I was one of those who, earlier in life would instantly say I disliked anchovies even though I had probably never eaten an anchovy.  As I grew up and my food tastes matured I started trying a lot of things that I didn't eat when I was young.  To this day I still don't understand how I could have ever disliked onions but for many years I didn't like them.  I have a new fondness for beets and have rekindled a love affair with braunschweiger.  All because I was will to give them another try.  So why not give anchovies another shot.  I know I have used them in many dishes to add flavor but have never really used them in any other fashion.  I have a really nice green bean recipe that calls for anchovies and the anchovies almost dissolve in the hot oil and add a wonderful saltyness to the dish.  

In a recent issue of Bon Appetite there was a recipe for anchovy butter and radish crostini so I thought I would give it a try.  I was amazed that only three little anchovy fillets from a can of anchovies could add so much flavor to butter.  Paired with the radishes and a little chive and I was on my way to being able to love anchovies. 

The second idea came from Jose Andreas and is a very much a Mediterranean style dish.  It involves anchovy fillets and Piquillo peppers stuffed inside spanish olives and marinated in olive oil with garlic, sherry vinegar and orange zest.  These little one bite wonders were so packed with flavor it made me want to dance.

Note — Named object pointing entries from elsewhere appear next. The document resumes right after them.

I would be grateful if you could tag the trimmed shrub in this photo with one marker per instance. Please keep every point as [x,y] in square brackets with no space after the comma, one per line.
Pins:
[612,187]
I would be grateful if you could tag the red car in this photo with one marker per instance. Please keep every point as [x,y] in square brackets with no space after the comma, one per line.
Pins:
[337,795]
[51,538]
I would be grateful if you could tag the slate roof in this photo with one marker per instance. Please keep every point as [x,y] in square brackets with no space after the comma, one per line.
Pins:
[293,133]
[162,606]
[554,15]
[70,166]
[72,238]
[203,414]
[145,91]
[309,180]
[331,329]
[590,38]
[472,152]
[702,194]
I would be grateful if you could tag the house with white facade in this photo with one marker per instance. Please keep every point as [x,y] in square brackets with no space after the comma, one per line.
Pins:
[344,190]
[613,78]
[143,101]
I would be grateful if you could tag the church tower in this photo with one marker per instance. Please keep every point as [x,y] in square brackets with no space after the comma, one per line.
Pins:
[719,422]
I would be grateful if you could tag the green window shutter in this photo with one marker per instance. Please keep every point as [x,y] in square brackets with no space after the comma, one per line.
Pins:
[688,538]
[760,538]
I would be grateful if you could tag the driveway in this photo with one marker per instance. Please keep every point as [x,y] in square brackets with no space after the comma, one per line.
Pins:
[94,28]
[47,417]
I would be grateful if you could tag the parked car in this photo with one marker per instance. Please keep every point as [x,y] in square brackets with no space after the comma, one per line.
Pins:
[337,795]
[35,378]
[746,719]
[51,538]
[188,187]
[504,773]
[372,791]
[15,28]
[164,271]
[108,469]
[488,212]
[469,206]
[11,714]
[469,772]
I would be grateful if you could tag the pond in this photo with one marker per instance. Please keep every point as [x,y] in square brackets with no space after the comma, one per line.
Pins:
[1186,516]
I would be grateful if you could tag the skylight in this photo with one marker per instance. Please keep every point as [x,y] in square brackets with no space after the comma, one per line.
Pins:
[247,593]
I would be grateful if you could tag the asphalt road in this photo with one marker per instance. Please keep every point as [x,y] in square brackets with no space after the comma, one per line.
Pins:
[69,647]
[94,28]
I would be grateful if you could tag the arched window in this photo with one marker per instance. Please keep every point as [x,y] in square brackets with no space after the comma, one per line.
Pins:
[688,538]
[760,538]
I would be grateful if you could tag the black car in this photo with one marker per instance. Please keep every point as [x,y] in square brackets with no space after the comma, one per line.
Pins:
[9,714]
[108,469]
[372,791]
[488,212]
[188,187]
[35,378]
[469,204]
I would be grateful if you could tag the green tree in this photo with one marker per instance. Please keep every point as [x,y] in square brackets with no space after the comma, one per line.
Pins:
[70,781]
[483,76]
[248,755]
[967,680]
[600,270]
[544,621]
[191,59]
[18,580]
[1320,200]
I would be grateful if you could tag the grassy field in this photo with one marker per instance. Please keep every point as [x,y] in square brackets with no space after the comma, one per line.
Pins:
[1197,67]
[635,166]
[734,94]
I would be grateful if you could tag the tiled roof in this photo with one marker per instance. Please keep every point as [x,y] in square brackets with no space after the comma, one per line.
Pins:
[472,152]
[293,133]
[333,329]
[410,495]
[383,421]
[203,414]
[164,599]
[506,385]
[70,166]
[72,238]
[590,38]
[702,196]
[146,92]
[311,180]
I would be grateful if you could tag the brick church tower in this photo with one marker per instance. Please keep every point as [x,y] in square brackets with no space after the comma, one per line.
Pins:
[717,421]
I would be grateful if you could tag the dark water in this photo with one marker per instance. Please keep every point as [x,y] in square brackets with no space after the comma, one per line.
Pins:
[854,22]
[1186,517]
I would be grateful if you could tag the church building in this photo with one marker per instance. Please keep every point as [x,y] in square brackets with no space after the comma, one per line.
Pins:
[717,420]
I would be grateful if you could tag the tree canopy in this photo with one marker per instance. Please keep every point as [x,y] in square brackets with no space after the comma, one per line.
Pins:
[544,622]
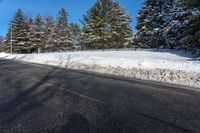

They were absolutely wonderful and the brightness of the orange zest combined with the fresh garlic was a new flavor that I can't wait to play around with.  

So I guess it is safe to say that I am now hooked on anchovies and can't wait to try as many different anchovy recipes as I can.  I would love to get my hands on some fresh anchovies and see what kinds of things I could do with them but here in Minnesota that might not be so easy.  So the moral of today's story is to always try things again and again because you never know what is going to change.